A percentile is a great invention, by someone who wanted to compare people. As scales go, it is supposed to measure things on an ordinal, or comparative, scale. By definition, it is the number of people below you, if your percentile score is being discussed. If I have a 75 percentile, it should mean that 75% of the students who took the exam with me are below my score (whatever the raw score- that could be 5, or 50, or even 0, if negative marking is allowed, coz some would score minus marks in such a scenario).

Now, a percentile score of 100 is an impossibility by this definition. Because you are one of the people who make up the 100% of the test-taking population. Therefore, you necessarily have to exclude yourself while stating your percentile score- if 100% of the people were below your score, then who are you (only in a limited, not an existential, sense) ?

I have a major problem here. Hope the CATs of tis world and the reporters (don't know if they have a stats course) will solve this riddle for me.

Meoww!

3 comments:

Diamond Head said...

According to the concept of duality - regardless of 'percentile' if you are 'person' standing on the 'tile' you could still be on the ceiling (For the fella below you). Are you floored oh mortal!

Dr.
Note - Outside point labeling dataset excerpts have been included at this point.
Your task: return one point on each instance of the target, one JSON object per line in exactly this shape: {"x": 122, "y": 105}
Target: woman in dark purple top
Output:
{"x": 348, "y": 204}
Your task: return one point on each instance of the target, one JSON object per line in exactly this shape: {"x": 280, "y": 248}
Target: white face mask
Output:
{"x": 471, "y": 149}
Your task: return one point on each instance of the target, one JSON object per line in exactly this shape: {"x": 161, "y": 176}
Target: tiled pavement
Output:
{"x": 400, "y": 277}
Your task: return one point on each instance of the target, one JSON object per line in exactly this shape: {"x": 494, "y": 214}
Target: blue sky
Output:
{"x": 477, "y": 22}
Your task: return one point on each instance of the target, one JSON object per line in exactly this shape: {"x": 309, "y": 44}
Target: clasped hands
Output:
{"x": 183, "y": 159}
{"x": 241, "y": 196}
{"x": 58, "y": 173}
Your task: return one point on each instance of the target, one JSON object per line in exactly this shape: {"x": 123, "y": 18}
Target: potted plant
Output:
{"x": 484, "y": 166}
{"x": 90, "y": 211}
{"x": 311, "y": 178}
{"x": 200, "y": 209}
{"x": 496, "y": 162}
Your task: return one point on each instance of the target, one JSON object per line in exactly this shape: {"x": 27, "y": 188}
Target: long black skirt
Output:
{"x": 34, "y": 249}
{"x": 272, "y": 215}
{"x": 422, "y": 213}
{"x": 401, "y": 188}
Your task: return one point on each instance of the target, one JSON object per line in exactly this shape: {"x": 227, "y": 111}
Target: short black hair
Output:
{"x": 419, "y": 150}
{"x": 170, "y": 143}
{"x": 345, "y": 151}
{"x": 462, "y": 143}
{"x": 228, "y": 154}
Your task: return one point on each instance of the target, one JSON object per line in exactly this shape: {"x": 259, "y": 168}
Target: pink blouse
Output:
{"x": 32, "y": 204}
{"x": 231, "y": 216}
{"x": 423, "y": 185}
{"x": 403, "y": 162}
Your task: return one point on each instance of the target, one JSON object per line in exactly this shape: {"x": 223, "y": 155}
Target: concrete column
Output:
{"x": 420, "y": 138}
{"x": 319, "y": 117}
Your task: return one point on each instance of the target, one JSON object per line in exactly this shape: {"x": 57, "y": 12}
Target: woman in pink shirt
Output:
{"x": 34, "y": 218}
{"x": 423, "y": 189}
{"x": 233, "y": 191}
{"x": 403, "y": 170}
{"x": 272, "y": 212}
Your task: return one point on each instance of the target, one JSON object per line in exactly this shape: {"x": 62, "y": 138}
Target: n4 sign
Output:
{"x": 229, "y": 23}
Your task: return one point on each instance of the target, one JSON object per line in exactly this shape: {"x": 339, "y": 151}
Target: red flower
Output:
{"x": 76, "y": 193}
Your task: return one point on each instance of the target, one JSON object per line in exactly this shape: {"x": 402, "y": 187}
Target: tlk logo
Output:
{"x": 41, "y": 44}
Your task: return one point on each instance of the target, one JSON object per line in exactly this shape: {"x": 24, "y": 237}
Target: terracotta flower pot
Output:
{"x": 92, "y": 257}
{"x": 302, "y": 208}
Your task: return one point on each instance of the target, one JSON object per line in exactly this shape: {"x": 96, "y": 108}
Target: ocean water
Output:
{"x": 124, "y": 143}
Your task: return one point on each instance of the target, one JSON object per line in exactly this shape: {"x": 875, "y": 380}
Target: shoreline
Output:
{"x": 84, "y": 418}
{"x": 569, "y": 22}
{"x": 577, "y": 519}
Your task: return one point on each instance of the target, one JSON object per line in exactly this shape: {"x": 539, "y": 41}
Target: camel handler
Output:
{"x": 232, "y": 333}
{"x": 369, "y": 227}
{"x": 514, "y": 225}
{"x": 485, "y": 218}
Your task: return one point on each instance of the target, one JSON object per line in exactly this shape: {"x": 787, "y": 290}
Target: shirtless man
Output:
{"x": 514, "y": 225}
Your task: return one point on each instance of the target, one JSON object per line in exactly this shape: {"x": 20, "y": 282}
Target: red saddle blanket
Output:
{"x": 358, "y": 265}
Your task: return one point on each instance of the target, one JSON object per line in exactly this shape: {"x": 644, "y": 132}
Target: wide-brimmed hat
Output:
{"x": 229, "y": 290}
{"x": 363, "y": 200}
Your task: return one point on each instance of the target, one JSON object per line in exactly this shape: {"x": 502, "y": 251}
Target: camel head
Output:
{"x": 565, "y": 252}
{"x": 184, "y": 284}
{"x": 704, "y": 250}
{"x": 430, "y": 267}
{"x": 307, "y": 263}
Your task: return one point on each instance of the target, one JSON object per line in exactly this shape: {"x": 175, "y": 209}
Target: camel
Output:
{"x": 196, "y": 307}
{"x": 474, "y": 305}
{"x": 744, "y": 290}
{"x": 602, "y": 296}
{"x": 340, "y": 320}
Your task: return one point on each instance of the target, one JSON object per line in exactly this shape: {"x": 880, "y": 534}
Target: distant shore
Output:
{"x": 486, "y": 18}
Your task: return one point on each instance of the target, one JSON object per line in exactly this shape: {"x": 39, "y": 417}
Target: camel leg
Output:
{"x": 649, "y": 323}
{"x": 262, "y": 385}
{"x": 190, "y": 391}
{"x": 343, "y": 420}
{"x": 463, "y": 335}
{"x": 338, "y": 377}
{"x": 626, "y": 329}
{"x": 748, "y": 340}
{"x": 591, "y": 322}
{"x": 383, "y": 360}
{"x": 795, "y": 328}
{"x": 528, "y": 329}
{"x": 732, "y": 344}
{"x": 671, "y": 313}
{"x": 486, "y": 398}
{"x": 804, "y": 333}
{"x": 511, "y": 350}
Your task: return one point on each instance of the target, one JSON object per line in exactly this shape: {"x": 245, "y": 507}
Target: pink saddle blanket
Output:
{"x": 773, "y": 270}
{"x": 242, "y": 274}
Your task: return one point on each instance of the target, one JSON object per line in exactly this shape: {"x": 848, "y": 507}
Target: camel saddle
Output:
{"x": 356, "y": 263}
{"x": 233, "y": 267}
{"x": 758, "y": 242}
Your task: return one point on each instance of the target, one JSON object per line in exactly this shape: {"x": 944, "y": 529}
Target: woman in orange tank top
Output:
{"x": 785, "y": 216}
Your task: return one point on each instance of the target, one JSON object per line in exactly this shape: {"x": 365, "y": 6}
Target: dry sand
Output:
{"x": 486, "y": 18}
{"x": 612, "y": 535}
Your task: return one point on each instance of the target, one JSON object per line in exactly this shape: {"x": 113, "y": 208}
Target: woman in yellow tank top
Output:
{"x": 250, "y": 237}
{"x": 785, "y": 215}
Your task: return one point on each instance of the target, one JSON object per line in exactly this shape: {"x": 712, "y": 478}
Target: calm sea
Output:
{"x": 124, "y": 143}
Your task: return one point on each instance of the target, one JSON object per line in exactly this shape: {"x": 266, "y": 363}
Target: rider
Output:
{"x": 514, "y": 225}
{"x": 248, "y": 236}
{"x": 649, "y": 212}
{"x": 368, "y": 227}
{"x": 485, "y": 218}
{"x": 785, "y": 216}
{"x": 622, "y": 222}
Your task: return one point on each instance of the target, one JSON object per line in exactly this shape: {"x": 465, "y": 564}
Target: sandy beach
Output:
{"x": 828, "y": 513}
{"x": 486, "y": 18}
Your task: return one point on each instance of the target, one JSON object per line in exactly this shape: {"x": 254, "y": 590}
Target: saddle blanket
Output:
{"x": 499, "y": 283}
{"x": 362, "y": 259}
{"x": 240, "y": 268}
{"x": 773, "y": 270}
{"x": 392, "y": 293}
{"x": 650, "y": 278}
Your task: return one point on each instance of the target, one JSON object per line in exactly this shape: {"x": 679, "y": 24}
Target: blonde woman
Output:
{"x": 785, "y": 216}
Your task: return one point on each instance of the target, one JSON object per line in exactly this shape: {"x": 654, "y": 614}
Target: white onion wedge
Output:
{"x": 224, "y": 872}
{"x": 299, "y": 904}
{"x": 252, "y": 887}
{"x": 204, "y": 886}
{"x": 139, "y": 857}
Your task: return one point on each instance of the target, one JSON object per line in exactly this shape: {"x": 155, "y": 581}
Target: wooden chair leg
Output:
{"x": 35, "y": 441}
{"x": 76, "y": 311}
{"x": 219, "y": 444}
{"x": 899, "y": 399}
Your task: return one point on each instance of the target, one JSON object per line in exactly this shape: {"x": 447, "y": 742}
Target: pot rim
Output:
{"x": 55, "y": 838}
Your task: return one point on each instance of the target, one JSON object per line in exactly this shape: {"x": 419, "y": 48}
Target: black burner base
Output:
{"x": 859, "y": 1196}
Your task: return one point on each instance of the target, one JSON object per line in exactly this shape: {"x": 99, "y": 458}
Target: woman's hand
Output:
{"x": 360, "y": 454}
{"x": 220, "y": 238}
Seven said...

Yes, a percentile score of 100 on a test is not possible. Does CAT give a 100 as a percentile score to students?
For a large enough number of test takers, though, one could get very close to 100. Say 99.99999th percentile. Perhaps at some point they decide to round up and say that the percentile score is 100 for all practical purposes, even though technically incorrect.

Rajendra said...

Not only do they give it, but every newspaper announces how many got a 100 percentile. It's infantile, but probably rounding it off without telling anyone.

DH, thanks for letting me know where I stand- on a tile!